I am developing an JSF web application and would like to introduce a lot of documentation to be visible directly in the web application. Technically I would like to use Markdown language and made already first experimence with. I am currently playing around with flexmark Java library to render e. g. HTML strings from a markdown document. Also this seems to work fine. But what to do with links to other md files?
If I do have my markdown part: See also [here](Background.md)
Then this will be rendered correct to HTML with a link like: See also <a href="Background.md">here</a>
.
But how should I tell my web server to react on this link and update the document part of the page with the rendered md file?
I would need to manually find such links in the generated HTML and change them to a kind of JavaScript call, telling my server to render the panel using the other md file.
Or should I create an IFrame so that within this frame, I could follow the link to e. g. a web servlet, rendering the md files to new HTML?
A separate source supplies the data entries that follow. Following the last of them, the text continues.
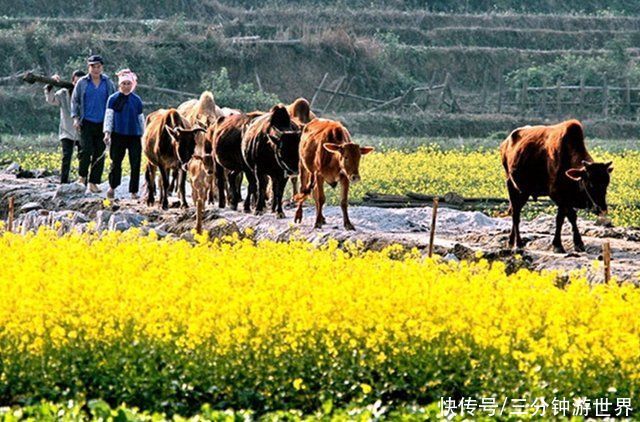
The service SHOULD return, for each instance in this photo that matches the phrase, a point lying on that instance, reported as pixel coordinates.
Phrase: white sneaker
(93, 188)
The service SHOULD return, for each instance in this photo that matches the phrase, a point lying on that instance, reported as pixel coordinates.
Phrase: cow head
(286, 144)
(349, 158)
(207, 161)
(593, 179)
(284, 136)
(183, 142)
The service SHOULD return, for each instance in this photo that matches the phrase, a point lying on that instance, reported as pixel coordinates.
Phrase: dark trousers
(67, 153)
(120, 144)
(91, 151)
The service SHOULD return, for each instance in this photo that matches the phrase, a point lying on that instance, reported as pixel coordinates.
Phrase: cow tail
(305, 191)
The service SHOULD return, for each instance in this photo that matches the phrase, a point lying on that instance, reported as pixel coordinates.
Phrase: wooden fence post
(523, 97)
(11, 212)
(500, 93)
(581, 97)
(485, 82)
(606, 257)
(558, 96)
(199, 212)
(605, 97)
(434, 213)
(318, 88)
(543, 98)
(627, 94)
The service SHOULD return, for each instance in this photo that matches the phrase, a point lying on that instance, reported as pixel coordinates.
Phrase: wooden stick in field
(606, 257)
(199, 212)
(434, 214)
(11, 211)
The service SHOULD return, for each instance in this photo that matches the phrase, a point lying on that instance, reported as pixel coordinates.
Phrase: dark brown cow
(168, 142)
(226, 140)
(270, 150)
(300, 109)
(553, 161)
(327, 155)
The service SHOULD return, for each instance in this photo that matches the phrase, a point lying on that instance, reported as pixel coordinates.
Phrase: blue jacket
(77, 98)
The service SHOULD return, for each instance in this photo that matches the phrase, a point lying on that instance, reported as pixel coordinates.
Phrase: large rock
(69, 191)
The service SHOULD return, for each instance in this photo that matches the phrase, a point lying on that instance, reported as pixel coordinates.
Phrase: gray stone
(12, 168)
(69, 190)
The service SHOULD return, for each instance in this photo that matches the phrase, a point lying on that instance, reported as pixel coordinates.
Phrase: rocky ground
(459, 235)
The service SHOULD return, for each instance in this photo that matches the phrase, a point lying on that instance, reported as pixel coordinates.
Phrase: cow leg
(263, 181)
(344, 202)
(557, 238)
(305, 176)
(578, 245)
(182, 194)
(251, 191)
(516, 200)
(164, 188)
(279, 184)
(221, 179)
(150, 178)
(320, 199)
(235, 188)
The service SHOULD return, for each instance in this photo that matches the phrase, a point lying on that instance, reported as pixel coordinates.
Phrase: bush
(243, 96)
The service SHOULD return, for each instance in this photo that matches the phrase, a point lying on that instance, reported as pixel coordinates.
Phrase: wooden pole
(11, 212)
(199, 212)
(485, 82)
(605, 97)
(434, 214)
(558, 96)
(606, 257)
(582, 105)
(523, 97)
(315, 94)
(500, 93)
(337, 90)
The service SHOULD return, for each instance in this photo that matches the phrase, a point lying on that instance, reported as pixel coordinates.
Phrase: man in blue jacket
(88, 106)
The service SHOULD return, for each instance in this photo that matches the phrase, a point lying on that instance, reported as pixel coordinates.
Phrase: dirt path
(460, 234)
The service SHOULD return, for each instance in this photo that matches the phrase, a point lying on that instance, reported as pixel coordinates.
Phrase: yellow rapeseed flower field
(167, 325)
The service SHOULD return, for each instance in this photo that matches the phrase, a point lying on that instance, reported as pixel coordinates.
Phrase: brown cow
(226, 139)
(553, 161)
(299, 110)
(327, 154)
(270, 149)
(168, 142)
(201, 175)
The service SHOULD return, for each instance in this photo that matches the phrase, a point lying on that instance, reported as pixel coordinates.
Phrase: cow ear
(275, 133)
(335, 148)
(173, 133)
(576, 174)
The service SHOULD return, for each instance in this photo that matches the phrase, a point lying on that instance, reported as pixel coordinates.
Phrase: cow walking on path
(553, 161)
(327, 155)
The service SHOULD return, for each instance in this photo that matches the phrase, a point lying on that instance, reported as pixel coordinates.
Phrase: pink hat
(127, 75)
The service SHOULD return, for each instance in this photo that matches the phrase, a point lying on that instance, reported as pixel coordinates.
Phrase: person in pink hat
(123, 128)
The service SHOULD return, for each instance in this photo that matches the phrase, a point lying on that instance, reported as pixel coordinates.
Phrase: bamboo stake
(199, 212)
(11, 211)
(606, 257)
(434, 214)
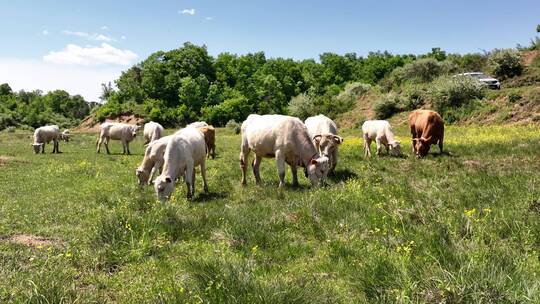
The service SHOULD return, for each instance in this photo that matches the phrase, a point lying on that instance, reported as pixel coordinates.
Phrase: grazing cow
(381, 132)
(152, 161)
(117, 131)
(152, 131)
(197, 124)
(46, 134)
(286, 138)
(427, 128)
(184, 151)
(323, 131)
(65, 135)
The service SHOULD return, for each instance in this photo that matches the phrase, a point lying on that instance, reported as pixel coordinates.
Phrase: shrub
(387, 106)
(450, 93)
(421, 71)
(505, 63)
(354, 90)
(513, 96)
(413, 96)
(233, 125)
(302, 106)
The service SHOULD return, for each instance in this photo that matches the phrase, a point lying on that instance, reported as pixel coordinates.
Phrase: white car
(491, 83)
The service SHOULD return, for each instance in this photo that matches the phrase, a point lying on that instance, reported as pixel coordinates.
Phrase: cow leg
(367, 144)
(190, 173)
(256, 172)
(280, 162)
(244, 156)
(106, 143)
(294, 171)
(378, 141)
(203, 174)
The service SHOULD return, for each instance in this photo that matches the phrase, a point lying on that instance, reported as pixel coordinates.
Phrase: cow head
(164, 186)
(134, 130)
(326, 144)
(37, 147)
(421, 146)
(142, 176)
(395, 148)
(317, 170)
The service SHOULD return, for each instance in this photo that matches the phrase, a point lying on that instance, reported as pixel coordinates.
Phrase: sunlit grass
(461, 227)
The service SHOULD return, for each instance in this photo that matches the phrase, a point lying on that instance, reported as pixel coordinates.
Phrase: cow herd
(312, 145)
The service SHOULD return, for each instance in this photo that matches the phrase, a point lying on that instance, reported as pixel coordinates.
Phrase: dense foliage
(188, 84)
(34, 109)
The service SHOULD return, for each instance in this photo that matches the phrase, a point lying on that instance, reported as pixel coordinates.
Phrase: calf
(381, 132)
(46, 134)
(152, 131)
(117, 131)
(152, 161)
(184, 151)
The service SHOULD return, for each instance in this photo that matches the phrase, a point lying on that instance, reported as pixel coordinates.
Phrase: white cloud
(33, 74)
(91, 55)
(93, 36)
(187, 11)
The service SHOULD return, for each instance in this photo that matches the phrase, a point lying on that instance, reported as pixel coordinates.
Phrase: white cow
(153, 160)
(117, 131)
(197, 124)
(46, 134)
(152, 131)
(184, 151)
(65, 135)
(323, 131)
(285, 138)
(381, 132)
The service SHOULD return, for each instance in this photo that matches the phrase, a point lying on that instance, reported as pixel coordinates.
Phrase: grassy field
(458, 228)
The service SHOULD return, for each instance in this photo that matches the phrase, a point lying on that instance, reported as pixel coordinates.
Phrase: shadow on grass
(209, 196)
(342, 175)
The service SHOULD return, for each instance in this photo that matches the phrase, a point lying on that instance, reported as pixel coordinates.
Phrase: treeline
(33, 109)
(188, 84)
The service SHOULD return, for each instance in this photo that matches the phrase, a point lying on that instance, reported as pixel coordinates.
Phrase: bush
(513, 96)
(505, 63)
(387, 106)
(413, 96)
(233, 125)
(421, 71)
(354, 90)
(302, 106)
(453, 92)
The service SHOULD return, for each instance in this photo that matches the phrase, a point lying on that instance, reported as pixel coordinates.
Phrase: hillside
(517, 102)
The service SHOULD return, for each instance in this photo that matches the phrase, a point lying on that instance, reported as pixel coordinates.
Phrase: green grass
(461, 227)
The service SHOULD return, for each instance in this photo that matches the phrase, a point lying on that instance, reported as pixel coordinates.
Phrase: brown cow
(427, 128)
(210, 140)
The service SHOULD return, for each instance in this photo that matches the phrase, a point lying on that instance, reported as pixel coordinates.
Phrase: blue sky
(77, 45)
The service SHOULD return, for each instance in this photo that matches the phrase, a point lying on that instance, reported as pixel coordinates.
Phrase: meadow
(462, 227)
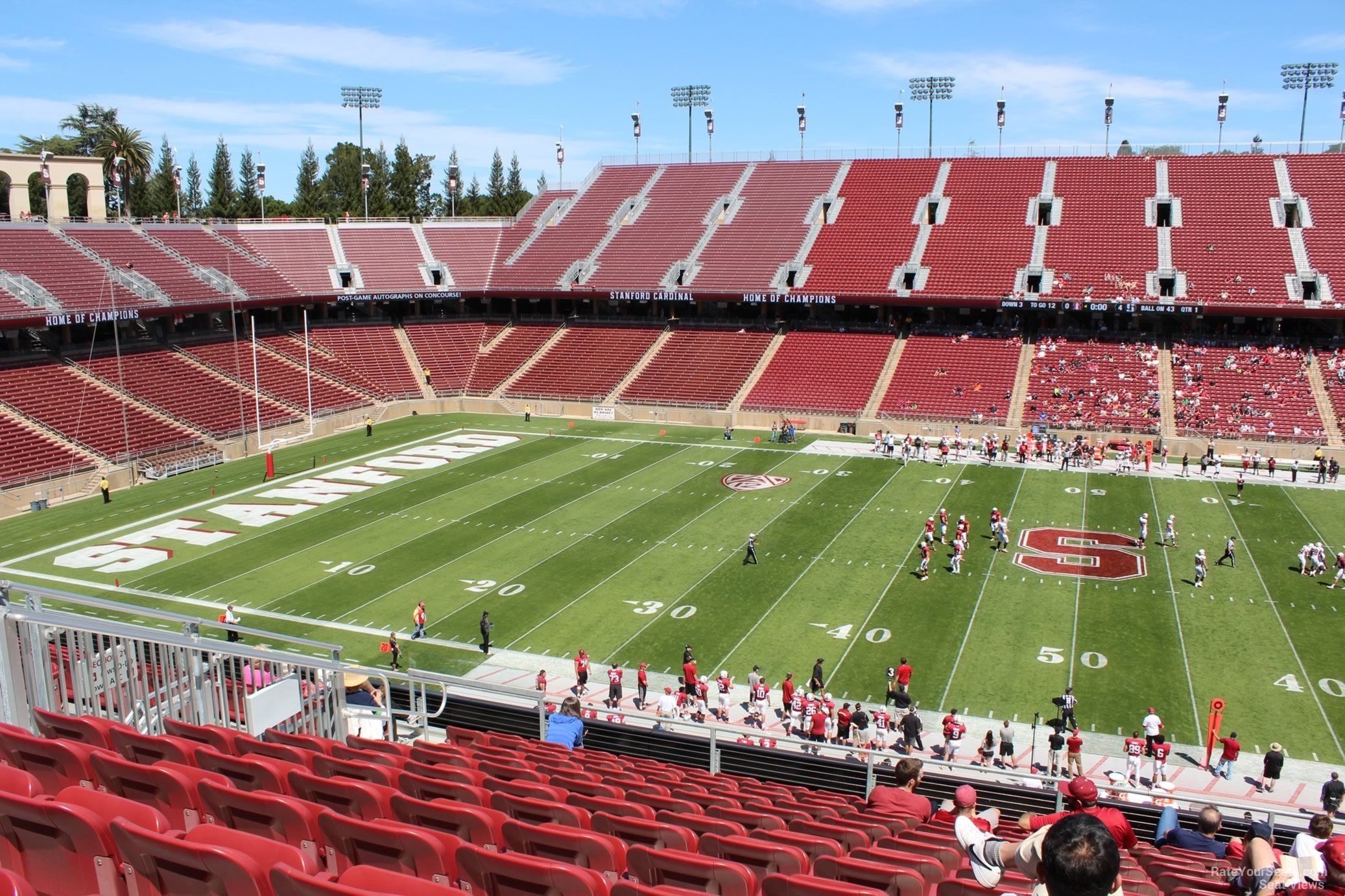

But this all feels a bit clumbsy to me. Am I missing a more easy solution?
Ok, no other answers, so I answer on my own. The comment about primefaces extension with localized is interesting, but too far away from my focus and some features did not really match to my requirements.
Therefore I stayed with a pure markdown library and made the rest on my own. With the links it was much more easy than expected! Within JavaScript you can very easily detect all links of the page (
document.links
), iterate over them and just set an onclick function (see here).